Bank of Marin 1Q earnings up 42%

The parent company of Bank of Marin on Monday reported first-quarter earnings increased 42 percent from a year before, thanks to a bump from the new federal tax law and combined earning assets after the Bank of Napa acquisition.

Bank of Marin Bancorp (Nasdaq: BMRC) reported net income of $6.39 million, or diluted earnings per share of 91 cents, for the quarter ended March 31, up from $4.55 million and 74 cents a share from the same period in 2017.

Net interest income increased 24.4 percent from $17.6 million for the same quarter last year. The bank attributed that primarily to a $390.5 million increase in earning assets from both the Bank of Napa acquisition and organic growth. The Bank of Napa acquisition deal was inked in mid-2017 and closed by year-end. The integration of the two institutions was completed Sunday.

Though interest rates have been low for years, the bank has been faring well, according to Russell Colombo, president and CEO.

“We benefit because we’re asset-sensitive,” he told the Business Journal.

Low rates can mean a better spread between the costs of deposits versus revenue from loans. That margin increased by 11 basis points for the bank in the first quarter, which Colombo called “really good.” That spread is being helped by greater returns for the bank from the higher rates on its portfolios of loans, cash and securities.

The relationship-banking model and focus on business services have helped with deposit costs. About 49 percent of deposits are demand accounts such as checking, and the largest among those are for businesses, according to Tani Girton, chief financial officer. Firms such as construction companies, advertising agencies and manufacturers bid on projects, get contracts funded then disperse money to fulfill orders.

“Those are attractive, because money typically sits in demand accounts,” Girton said. “We try to build relationships.”

While increasing rates are allowing Bank of Marin to price higher short-term borrowing such as lines of credit, there is still a lot of competition on longer-term term financing - three-, five- or seven-year fixed-rate loans - so rates on that haven’t moved up much, Colombo said.

“Banks are looking for growth in their assets with loans, and competition remains strong,” he said.

The increase in interest rates doesn’t appear to have slowed demand for loans overall, said Jim Kimball, chief operating officer.

Two areas of active lending activity for the bank in the first quarter were Oakland and Napa, Colombo said. “We’re seeing increased opportunities with the former Bank of Napa, because they were limited with their lending limits,” he said.
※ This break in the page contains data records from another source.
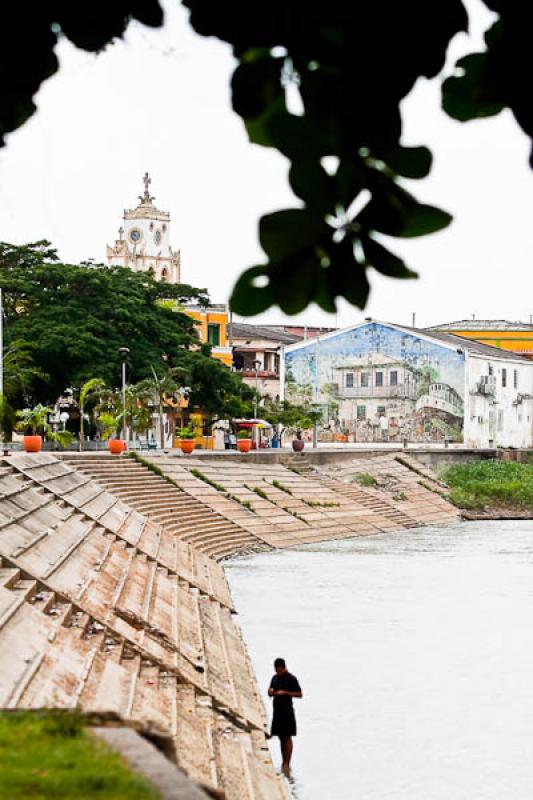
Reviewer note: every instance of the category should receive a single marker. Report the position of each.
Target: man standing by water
(283, 687)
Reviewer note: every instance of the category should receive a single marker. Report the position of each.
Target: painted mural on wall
(376, 382)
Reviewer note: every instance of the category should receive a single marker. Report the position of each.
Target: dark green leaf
(256, 86)
(410, 162)
(384, 261)
(470, 95)
(349, 179)
(284, 233)
(248, 299)
(310, 181)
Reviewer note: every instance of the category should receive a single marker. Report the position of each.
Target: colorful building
(377, 381)
(517, 337)
(212, 326)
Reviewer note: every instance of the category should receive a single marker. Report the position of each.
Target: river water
(414, 652)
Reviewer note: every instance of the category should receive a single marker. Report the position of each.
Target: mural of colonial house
(378, 381)
(377, 396)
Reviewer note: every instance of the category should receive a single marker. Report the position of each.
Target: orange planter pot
(187, 446)
(32, 444)
(116, 446)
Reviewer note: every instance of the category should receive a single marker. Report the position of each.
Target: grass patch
(50, 756)
(491, 483)
(410, 466)
(295, 514)
(260, 493)
(281, 487)
(152, 467)
(399, 497)
(364, 479)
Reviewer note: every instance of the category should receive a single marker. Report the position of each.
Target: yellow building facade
(516, 337)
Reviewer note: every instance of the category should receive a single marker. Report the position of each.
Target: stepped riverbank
(113, 598)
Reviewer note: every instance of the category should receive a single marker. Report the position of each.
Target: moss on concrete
(51, 756)
(491, 484)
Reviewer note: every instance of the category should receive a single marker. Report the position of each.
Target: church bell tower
(143, 244)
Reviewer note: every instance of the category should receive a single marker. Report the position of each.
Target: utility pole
(124, 353)
(1, 344)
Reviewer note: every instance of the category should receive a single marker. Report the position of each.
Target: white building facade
(499, 411)
(144, 241)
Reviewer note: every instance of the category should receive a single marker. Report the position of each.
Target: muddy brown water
(415, 655)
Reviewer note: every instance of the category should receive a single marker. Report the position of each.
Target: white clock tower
(143, 244)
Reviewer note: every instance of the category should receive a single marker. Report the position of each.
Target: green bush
(491, 483)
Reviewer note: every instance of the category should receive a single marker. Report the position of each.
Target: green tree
(293, 416)
(86, 391)
(214, 389)
(77, 317)
(352, 65)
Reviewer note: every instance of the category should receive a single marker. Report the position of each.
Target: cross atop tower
(145, 198)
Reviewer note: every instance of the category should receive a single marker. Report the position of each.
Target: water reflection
(415, 658)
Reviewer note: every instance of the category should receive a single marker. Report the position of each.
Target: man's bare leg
(286, 753)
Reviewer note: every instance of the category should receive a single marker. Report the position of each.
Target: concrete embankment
(102, 609)
(112, 598)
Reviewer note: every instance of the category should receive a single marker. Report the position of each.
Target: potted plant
(33, 423)
(301, 423)
(109, 423)
(186, 436)
(244, 441)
Bank of Napa’s lending cap tended to be $5 million, while Bank of Marin’s is $50 million, with the largest current loans in the $20 million–$30 million range.

“That opens opportunities with existing clients,” Colombo said.
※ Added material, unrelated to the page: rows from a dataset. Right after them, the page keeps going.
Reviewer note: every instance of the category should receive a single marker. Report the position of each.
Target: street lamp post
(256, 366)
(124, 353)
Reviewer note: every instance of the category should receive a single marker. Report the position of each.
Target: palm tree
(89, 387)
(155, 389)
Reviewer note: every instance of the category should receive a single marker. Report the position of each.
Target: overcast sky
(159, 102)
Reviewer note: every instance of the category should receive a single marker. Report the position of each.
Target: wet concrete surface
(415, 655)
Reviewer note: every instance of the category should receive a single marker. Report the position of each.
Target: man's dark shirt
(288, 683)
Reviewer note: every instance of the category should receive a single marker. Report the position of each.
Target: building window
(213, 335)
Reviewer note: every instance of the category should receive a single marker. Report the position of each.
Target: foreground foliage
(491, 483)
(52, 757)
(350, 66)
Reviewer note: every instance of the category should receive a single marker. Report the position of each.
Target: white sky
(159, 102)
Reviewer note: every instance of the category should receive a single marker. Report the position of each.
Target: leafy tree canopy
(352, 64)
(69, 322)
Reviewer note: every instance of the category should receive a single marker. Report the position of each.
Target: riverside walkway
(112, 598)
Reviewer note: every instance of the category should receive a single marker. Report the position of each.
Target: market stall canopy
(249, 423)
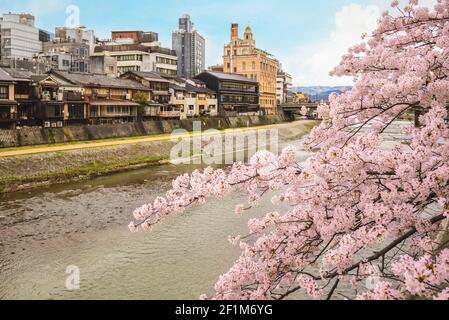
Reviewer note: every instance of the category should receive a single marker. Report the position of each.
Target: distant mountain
(318, 93)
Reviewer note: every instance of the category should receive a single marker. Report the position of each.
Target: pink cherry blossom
(356, 209)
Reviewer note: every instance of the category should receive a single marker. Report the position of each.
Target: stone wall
(39, 136)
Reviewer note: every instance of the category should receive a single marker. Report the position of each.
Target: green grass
(87, 170)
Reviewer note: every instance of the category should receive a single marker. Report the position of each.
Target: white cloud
(310, 64)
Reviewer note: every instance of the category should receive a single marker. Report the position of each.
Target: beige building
(241, 56)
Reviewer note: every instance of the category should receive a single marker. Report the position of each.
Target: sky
(308, 37)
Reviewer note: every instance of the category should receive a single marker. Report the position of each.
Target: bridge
(291, 110)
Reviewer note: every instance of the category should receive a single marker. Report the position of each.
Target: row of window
(125, 69)
(130, 57)
(239, 99)
(167, 71)
(166, 61)
(4, 92)
(238, 87)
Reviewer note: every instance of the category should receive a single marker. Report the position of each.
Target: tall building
(19, 38)
(283, 83)
(77, 52)
(138, 57)
(76, 35)
(190, 48)
(136, 37)
(241, 56)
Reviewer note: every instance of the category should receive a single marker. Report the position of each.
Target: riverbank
(35, 136)
(71, 162)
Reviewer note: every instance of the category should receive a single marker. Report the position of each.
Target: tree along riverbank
(43, 169)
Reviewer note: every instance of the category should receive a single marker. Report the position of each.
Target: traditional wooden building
(8, 104)
(237, 95)
(101, 99)
(159, 105)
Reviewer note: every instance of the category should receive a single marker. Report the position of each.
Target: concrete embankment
(40, 169)
(42, 136)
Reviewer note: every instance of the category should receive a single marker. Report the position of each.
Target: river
(84, 224)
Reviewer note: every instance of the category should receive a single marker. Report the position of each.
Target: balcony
(73, 96)
(169, 114)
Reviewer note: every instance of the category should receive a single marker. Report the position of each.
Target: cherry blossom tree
(356, 210)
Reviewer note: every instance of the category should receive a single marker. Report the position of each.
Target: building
(284, 82)
(78, 52)
(8, 104)
(104, 64)
(76, 35)
(190, 47)
(45, 36)
(136, 37)
(236, 94)
(138, 57)
(164, 60)
(159, 105)
(67, 98)
(19, 38)
(54, 60)
(24, 95)
(216, 67)
(241, 56)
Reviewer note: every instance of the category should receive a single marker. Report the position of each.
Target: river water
(84, 224)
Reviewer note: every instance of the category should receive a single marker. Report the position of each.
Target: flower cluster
(356, 205)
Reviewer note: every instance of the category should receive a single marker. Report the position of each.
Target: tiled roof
(113, 103)
(176, 87)
(5, 76)
(192, 88)
(89, 79)
(19, 74)
(230, 76)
The Novato-based institution also announced Monday it will buy back up to $25 million in common stock through May 1 and pay a larger dividend.

“We have very high capital levels, so this speaks to that, it drives capital levels down, so our returns on equity are better,” Colombo said. “We found on the M&A side, as we talked to banks that have completed acquisitions like Bank of Napa, those were all stock. So you don’t need to keep the dry powder when you have a stock acquisition.”

It is estimated that it will take the bank five quarters to earn back the $25 million, Colombo said.

Bank of Marin Bancorp’s board of directors on April 20 declared its 52nd consecutive quarterly dividend. The cash dividend will be 31 cents per share, up 2 cents a share from the fourth quarter, to be paid May 11 to shareholders of record as of May 4.?Founded in 1989, Bank of Marin has assets of $2.5 billion and 23 offices in San Francisco, Marin, Napa, Sonoma and Alameda counties.

The closing price of Bank of Marin stock was $75.50 on Tuesday, up 3.0 percent from $73.30 on Monday and 8.3 percent from $69.65 on Friday.